At the same time, inventory is still tightening, especially in the starter-home market. Between 2018 and 2020, the total housing-stock deficit in the U.S. saw a 52% jump, according to data from Freddie Mac. By 2021, the nation’s total inventory of starter homes (defined as those less than 1,400 square feet) had dropped to its lowest level in half a century. Today, existing single-family home inventory has sunk to roughly 870,000. Compare that to the 1.7 million homes available in June 2019, and it’s clear that first-time homebuyers seeking attainable housing face headwinds unlike anything in recent memory. While rising GDP is boosting consumer confidence in cautious increments across TTLC’s regions, there’s no ignoring the inventory problem. “We're still in a period of adjustment on a national basis, and on a micro level in regions where we are present,” said The True Life Companies COO Chris Crawford in a recent economic outlook webinar. “There are still significant housing shortages.”
The problem is exacerbated by secondary factors like pricing whipsaws in the lumber industry and increased investor interest in the starter-home market. According to data from the real-estate technology company HomeLight, in April 2021 the price per thousand board feet of lumber reached a 300% increase over pre-pandemic levels, a demand driven by COVID slowdowns at sawmills and a homebuilding boom following historically low interest rates. Prices of lumber and other building materials like steel have since fallen, but the inventory squeeze created by the unavailability of materials during that time is still rippling through the market. Homes that didn’t get built then are still needed now—a hole that will take the market some time to dig its way out of. In addition, the rise of investors interested in starter homes for their profit potential is a challenge for first-time homebuyers decades in the making, and one that shows little sign of slowing. In 2018, investors bought about 20% of all U.S. starter houses—double the number of 20 years ago, according to the New York Times and data from the consumer analytics firm CoreLogic.

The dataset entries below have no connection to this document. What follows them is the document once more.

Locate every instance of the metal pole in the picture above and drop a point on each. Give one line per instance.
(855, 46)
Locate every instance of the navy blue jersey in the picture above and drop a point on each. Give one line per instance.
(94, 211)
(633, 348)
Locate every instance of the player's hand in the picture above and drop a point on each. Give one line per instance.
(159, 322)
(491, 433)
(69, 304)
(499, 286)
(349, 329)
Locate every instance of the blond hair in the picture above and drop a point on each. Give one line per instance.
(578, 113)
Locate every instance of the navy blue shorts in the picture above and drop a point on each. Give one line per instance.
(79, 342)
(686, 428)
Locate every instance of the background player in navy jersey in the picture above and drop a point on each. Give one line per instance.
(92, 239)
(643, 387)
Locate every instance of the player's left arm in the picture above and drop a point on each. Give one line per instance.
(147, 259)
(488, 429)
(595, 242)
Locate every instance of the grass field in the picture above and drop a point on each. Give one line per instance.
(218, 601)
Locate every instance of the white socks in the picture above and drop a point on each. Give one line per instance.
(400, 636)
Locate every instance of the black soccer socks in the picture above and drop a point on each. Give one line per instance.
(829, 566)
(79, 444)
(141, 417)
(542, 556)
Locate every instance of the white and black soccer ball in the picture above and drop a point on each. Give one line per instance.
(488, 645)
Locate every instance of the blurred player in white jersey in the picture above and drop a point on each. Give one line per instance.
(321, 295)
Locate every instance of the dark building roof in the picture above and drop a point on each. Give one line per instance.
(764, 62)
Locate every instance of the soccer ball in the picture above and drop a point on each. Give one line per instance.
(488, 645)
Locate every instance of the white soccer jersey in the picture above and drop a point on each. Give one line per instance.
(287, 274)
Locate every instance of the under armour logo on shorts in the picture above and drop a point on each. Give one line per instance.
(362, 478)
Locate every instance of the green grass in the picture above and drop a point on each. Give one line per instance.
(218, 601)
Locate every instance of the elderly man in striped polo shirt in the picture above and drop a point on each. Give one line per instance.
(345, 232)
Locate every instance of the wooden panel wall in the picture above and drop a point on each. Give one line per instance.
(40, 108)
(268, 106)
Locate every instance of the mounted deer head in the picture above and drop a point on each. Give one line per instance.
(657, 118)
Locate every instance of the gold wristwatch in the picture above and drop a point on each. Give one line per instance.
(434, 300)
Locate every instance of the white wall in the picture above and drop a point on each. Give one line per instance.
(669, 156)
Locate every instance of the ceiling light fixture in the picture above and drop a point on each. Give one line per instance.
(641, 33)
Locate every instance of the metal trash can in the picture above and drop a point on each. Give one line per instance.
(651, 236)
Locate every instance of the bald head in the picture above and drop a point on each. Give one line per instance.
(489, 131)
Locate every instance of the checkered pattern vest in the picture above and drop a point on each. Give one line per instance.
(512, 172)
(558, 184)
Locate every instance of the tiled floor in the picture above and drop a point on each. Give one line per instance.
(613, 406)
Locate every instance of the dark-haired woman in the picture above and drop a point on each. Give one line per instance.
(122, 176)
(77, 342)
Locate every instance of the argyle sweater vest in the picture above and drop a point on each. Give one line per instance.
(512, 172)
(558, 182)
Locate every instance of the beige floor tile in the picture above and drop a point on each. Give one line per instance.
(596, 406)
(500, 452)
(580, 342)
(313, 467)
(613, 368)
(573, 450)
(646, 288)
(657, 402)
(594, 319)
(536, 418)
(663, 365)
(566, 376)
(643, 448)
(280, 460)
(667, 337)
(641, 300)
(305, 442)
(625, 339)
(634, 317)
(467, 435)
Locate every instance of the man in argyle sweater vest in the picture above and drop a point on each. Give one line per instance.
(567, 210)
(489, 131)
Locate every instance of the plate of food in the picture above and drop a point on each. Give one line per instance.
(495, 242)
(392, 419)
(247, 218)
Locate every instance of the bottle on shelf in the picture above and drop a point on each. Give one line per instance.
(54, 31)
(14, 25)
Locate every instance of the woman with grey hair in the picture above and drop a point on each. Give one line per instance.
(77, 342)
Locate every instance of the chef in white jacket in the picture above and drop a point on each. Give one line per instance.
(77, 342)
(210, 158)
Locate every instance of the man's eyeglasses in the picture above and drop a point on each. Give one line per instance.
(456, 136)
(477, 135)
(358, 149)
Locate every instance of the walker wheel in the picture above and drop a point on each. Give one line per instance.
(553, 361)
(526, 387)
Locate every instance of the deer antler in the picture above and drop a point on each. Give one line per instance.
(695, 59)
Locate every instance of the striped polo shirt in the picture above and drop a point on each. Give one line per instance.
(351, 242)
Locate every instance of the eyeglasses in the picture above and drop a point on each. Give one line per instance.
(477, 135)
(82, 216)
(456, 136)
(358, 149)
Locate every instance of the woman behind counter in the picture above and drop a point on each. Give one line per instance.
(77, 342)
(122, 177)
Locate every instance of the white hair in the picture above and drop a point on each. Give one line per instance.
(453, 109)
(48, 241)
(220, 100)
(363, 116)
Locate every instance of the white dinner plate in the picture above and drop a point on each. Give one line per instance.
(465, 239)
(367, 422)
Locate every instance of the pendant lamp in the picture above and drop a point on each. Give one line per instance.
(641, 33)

As we reported last month, home prices may be cooling off, and younger homebuyers might be feeling increasingly optimistic, but the dire state of starter-home inventory paints a challenging picture for millennials seeking to enter the market. Combine that with surging competition from older, wealthier boomers and it’s clear that TTLC’s goal of creating attainable housing for first-time buyers is more important than ever.
“Homes for sale on the market now are around a million [units],” said The True Life Companies CEO Scott Clark in a recent webinar. “Clearly with COVID they went down to record lows, and peaked during the financial crisis where anybody could get a mortgage and so much financing was available. We were so long on inventory [before the crisis], but today there’s just nothing for people to buy. I do believe that’s why prices have only come down as little as they have, because you just don’t have any supply.”